Lei cosa fece dopo questo drammatico episodio a cui assistette? “Andai a denunciare l’accaduto presso il comando canadese che si trovava nel centro di Pofi, non ricordo se collocato nella scuola o nel municipio. Ricordo bene una targhetta su una scrivania, capt. Scotti. Subito il capitano, di chiara origine italiana, si dimostrò disponibile ad accertare la vicenda e inviò due giovanissime guardie (del Provost Corps, nda). Egli ci mise in guardia sul fatto che i marocchini sarebbero potuti tornare il giorno dopo e decise di far posizionare dei suoi uomini con delle mitragliatrici sulla sponda del fiume, nascosti nella vegetazione. Il capitano era in prima linea con la pistola. Ero presente nel momento in cui questi uomini vennero schierati. A circa 150 metri da un ponte c’era un punto del fiume che poteva essere guadato agevolmente. Sono convinto che la portata del Sacco a quei tempi fosse differente. Il capitano Scotti era cosciente che, in caso di uno scontro armato, sarebbe potuta verificarsi una rappresaglia dall’altra parte del fiume o comunque uno scontro con i comandi francesi. Tutte le famiglie della zona della ferrovia furono evacuate e tra le prime ci furono la mia e quella del “casello 98”.

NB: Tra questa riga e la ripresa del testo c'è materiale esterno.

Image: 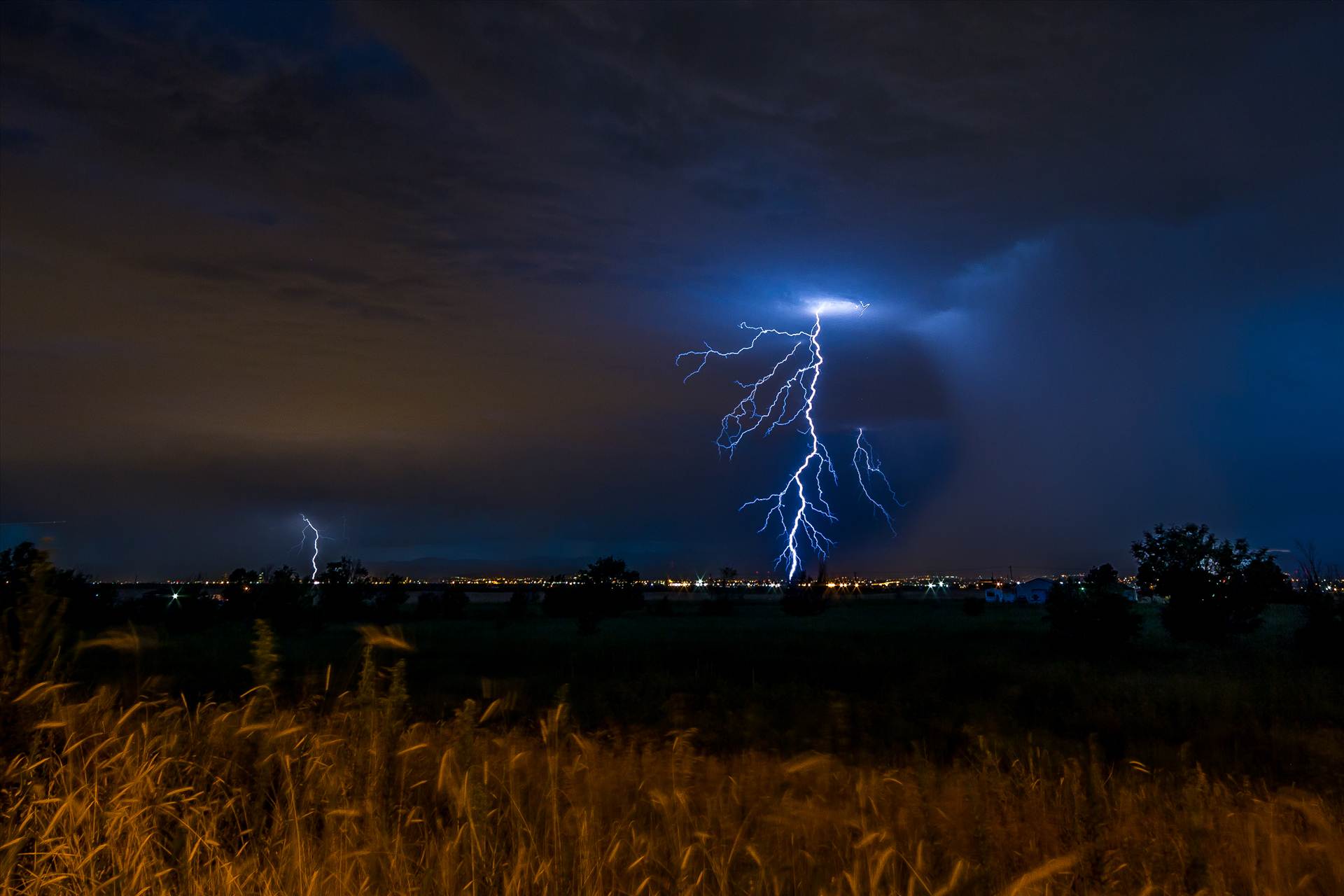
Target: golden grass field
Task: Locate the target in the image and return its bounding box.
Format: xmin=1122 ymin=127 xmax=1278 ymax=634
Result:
xmin=0 ymin=671 xmax=1344 ymax=896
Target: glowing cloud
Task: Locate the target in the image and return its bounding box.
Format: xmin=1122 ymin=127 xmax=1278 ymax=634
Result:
xmin=675 ymin=298 xmax=899 ymax=582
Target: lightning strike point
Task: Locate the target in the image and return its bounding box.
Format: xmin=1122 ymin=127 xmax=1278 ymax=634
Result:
xmin=298 ymin=513 xmax=323 ymax=582
xmin=673 ymin=298 xmax=904 ymax=582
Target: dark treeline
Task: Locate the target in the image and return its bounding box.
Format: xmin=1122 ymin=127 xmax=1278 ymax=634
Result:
xmin=0 ymin=524 xmax=1344 ymax=677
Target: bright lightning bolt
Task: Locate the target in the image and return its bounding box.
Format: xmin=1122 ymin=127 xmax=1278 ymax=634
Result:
xmin=298 ymin=513 xmax=321 ymax=582
xmin=676 ymin=300 xmax=899 ymax=582
xmin=853 ymin=426 xmax=904 ymax=535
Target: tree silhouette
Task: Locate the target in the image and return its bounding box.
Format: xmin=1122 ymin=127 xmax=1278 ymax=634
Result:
xmin=1046 ymin=563 xmax=1144 ymax=650
xmin=1130 ymin=523 xmax=1289 ymax=640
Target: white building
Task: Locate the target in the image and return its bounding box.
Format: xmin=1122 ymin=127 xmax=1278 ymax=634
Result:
xmin=1017 ymin=576 xmax=1055 ymax=603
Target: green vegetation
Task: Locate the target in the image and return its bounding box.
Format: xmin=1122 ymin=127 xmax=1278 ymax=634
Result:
xmin=55 ymin=599 xmax=1344 ymax=788
xmin=0 ymin=542 xmax=1344 ymax=896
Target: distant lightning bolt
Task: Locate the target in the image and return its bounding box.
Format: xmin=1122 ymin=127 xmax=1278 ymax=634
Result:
xmin=298 ymin=513 xmax=323 ymax=582
xmin=853 ymin=426 xmax=904 ymax=535
xmin=675 ymin=300 xmax=899 ymax=582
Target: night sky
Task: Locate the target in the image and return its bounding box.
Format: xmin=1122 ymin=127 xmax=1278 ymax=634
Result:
xmin=0 ymin=0 xmax=1344 ymax=578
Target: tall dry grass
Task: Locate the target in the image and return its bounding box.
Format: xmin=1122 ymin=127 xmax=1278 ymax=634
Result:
xmin=0 ymin=684 xmax=1344 ymax=896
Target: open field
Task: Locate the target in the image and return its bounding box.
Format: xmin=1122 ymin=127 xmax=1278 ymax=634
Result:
xmin=0 ymin=668 xmax=1344 ymax=896
xmin=63 ymin=601 xmax=1344 ymax=792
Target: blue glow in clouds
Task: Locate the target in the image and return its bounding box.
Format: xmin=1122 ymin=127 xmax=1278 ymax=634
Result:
xmin=676 ymin=298 xmax=900 ymax=582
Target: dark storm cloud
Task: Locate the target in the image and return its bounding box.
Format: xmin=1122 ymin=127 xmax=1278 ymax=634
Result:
xmin=0 ymin=3 xmax=1344 ymax=573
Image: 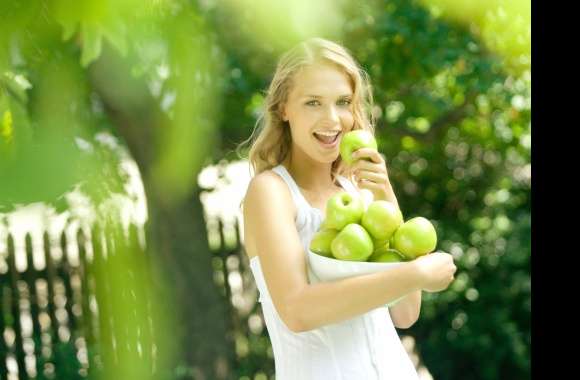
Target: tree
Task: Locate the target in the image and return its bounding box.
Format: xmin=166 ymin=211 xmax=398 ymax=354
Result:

L’ipotetica situazione pericolosa sulla quale il cap. Scotti vi aveva messo in guardia si verificò? Sì. Il giorno dopo essi scesero di nuovo dalla montagna su cui è adagiata Castro. Il ponte della Madonna del Piano era danneggiato ma a fatica poteva essere attraversato, passando sui suoi ruderi. Essi comunque preferirono guadare il fiume. Mi impressionò questa massa urlante che come un’orda si preparava all’assalto, abbigliata ed equipaggiata in modo inconsueto. Mi ricordava molto le scene con gli indiani dei film western. Mi rimane impresso il particolare che tutti brandivano un’arma bianca dalla lama molto larga. Dovevano essere circa un migliaio. I canadesi mitragliarono prontamente i marocchini che avanzavano e alcuni di loro rimasero a terra. L’acqua del fiume Sacco si colorò di rosso e i corpi dei militari uccisi non furono mai recuperati ma abbandonati alla corrente che li trascinò via. Non credo che vi siano state rappresaglie sulla riva opposta”

Riteniamo che il drammatico episodio riportato sia accaduto dopo il 29 di maggio, giorno dell’ingresso canadese nel piccolo paese di Pofi. Le truppe ritenute marocchine invece potrebbero essere algerine, in quei giorni messe in riserva.